The most common symptom of a migraine is a severe headache on one side of the brain. The pain is generally moderate to the severe throbbing sensation that worsens with movement and hinders people from performing routine tasks. Migraines are divided into four stages. It’s possible that individuals won’t go through each step every time they get a migraine.

  • Prodrome. The initial stage might last anywhere from just a few hours to many days. It’s possible that people won’t notice it because it doesn’t appear every day. Hunger pangs, inexplicable mood swings, uncontrolled yawning, water retention, and frequent urination are among early indications and symptoms.
  • Aura. The aura phase can last somewhere from five to sixty minutes. People may see dazzling or intense lighting, as well as weave lines if individuals are experiencing this phase. Muscle weakening can occur, as well as the sensation of being touched or gripped. A migraine aura might occur shortly prior to the actual headache.
  • Headache. A migraine normally begins slowly and progresses to a more severe form. The headache might persist anywhere from four to 72 hours. Drilling, pounding, or the feeling of an ice pick in the skull, generally on one side of the head, are common descriptions.
  • Postdrome. The postdrome stage lasts one or two days. It’s known as a migraine “hangover,” and it affects 80 percent of migraine sufferers.

Migraines are treated in a variety of ways.
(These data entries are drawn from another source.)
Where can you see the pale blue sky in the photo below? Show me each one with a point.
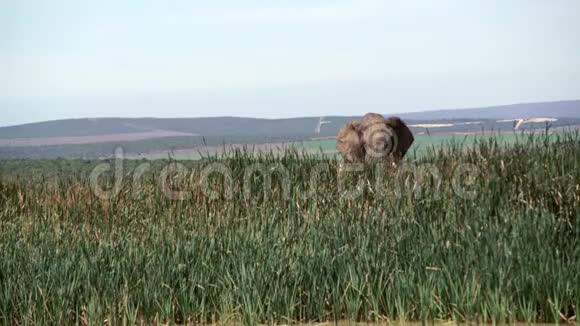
(171, 58)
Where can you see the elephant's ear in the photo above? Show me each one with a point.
(349, 142)
(403, 136)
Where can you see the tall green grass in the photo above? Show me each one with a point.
(410, 247)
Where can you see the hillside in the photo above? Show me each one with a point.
(562, 109)
(235, 126)
(97, 137)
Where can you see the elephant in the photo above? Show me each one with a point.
(374, 138)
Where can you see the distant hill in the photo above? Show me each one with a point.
(97, 137)
(233, 126)
(562, 109)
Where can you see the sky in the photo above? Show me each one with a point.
(272, 59)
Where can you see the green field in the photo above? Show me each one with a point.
(469, 232)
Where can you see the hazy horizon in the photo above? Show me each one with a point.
(276, 59)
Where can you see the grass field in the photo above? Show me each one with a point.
(487, 231)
A migraine might occur once a year, once a week, or any time in between. The most typical migraine headache frequency is two to four per month. First, speak to a doctor practitioner about the concerns. They are capable of diagnosing migraine headaches and initiating therapy. It’s possible that it’ll be needed to see a headache expert.

Symptoms can be relieved with a variety of medications. Triptans, ergotamine medicines, and pain medications are among them. The earlier we start taking the drug, the better. People can avoid migraines by making simple lifestyle modifications. Workout, mindfulness training, and biofeedback are all stress control methodologies that may help to lessen the frequency and intensity of migraines.